I recently had to reinstal XP pro on my Fat 32 C drive
but then my NTFS D drive was "going to sleep" after about
10 minutes of inactivty and I had to reboot to see it
again. Assuming it was a "ownership" problem as I
changed to my married name, I decided to reset my new
login as the drive owner.

All seemed to be working fine with it scanning through
each folder and file and setting me as the owner, but
then the drive went to sleep before it finished and I got
loads of write errors popping up.

Now when I sign in with either my login or as
administrator the drive is not there. Even in "safe mode"

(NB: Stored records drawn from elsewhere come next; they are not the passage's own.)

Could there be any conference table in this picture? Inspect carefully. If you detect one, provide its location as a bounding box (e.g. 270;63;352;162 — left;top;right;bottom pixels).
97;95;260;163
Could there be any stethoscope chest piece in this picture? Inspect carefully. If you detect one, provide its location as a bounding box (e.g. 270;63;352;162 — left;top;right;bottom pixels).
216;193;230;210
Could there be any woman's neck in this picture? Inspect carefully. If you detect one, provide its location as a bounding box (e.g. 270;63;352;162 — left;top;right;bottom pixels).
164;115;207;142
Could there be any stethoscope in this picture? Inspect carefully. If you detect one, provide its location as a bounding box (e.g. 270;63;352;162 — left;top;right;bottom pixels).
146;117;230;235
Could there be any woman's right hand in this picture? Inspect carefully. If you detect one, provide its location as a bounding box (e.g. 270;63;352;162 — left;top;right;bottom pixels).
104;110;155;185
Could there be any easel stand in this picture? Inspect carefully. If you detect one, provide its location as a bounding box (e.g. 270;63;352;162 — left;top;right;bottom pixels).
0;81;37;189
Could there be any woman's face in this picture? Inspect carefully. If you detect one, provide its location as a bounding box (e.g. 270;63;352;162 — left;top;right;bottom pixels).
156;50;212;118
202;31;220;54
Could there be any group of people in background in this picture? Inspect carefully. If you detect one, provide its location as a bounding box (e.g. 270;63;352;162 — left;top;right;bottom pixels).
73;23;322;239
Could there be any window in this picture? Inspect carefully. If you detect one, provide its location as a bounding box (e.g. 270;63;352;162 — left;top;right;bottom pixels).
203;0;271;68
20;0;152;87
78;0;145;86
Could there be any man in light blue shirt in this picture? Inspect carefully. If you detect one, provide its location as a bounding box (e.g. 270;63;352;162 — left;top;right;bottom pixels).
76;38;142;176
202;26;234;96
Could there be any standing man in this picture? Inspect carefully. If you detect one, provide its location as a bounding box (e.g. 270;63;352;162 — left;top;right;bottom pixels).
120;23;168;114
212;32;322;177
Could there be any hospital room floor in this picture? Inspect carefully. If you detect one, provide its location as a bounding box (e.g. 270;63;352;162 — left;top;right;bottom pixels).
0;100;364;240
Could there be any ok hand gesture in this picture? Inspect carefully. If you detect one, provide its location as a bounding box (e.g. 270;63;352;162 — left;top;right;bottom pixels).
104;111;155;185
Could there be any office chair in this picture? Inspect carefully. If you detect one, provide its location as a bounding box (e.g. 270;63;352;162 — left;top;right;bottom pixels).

How do I reset the ownerships on the drive so I can see
it again.

Thanks in advance Viki
 
R

Roger Abell

It sounds as though you have two issues here.
One is a hardware issue. For some reason the drive is
being powered down even though it is not inactive.
Is the BIOS used by the motherboard the most up-to-date?
The other is setting permissions for your new account.
This second issue can be easily resolved once the drive
is reliable at a hardware level.
 
G

Guest

Hi Roger, yes something is funny.

The ownership was assigned to Administrator which is an
account I dont use unless there is a problem. Strange
that the power and screen saver options for that account
align to the disk powering off - like the admin power
options were taking over even though admin isnt signed in.

I have semi-rectified the problem since my original
post. Using a different computer I plugged in the disk
and the drive is set for permissions to me and to all
administrators of which I am one.. Therefore I was able
to change the permissions. BUT I can only see the drive
when I plug it back into my pc by setting "everyone" up
with access. It is as if the drive is not setting the
owner details or ignoring them.

Still cant see the drive as admin or owner on my pc
without setting aceess for "everyone". grrrrrrrr
STILL NEED HELP!
 
R

Roger Abell [MVP]

OK, first let's clarify that there are only one set of system-wide
power options, which any admin can set. Users can control
their screen-save type things, but the power options are set by
the system's admins for all users.

You are saying owner, but I believe you are meaning who has
what permissions. While there are both things, it is the NTFS
permissions that control access (or not). There are some things
that run neither as the account you log in with, nor as System,
that are services started in the Local Service or Network Service
accounts. I am not sure either the state of your build or what
all does and does not work before you added the Everyone grant,
but it could have been that some services had not started.
System is (hidden) a member of Administrators, but the other
accounts are not unless you see them listed there (and the
two I mentioned should not be there).
The other thing that might be happening is due to just where you
have changed permissions and where you have not. By default
the perrmissions over a system drive is not uniform, and just
setting the permissions at the top leaves most of the drive
unchanged unless you specifically tell it that it should replace
permissions over the entire substructure. Not sure if the old
NTFS drive (which is not the current boot drive) was once a
boot drive for an XP install, but if so then this non-uniform NTFS
grant structure may be part of your issue.

Also I notice that you said that ownership (permissions?) was
given to Administrator. It would be better to give it to the group
Administrators as that principal will be recognized by all builds
as being the same thing.

OK, it I have this right, you are booting from one drive, and the
old drive - let me call it E: - is a problem.
If at a cmd prompt you run
cacls e:\ /t /g administrators:F
cacls e:\ /e /t /g system:f
and it runs successfully, then you would have one E:\ drive
to which any admin account should have full access. The
System account is also granted full access, but no other
account would have any. This, again, if it does run successfully,
would remove any non-uniform permissions.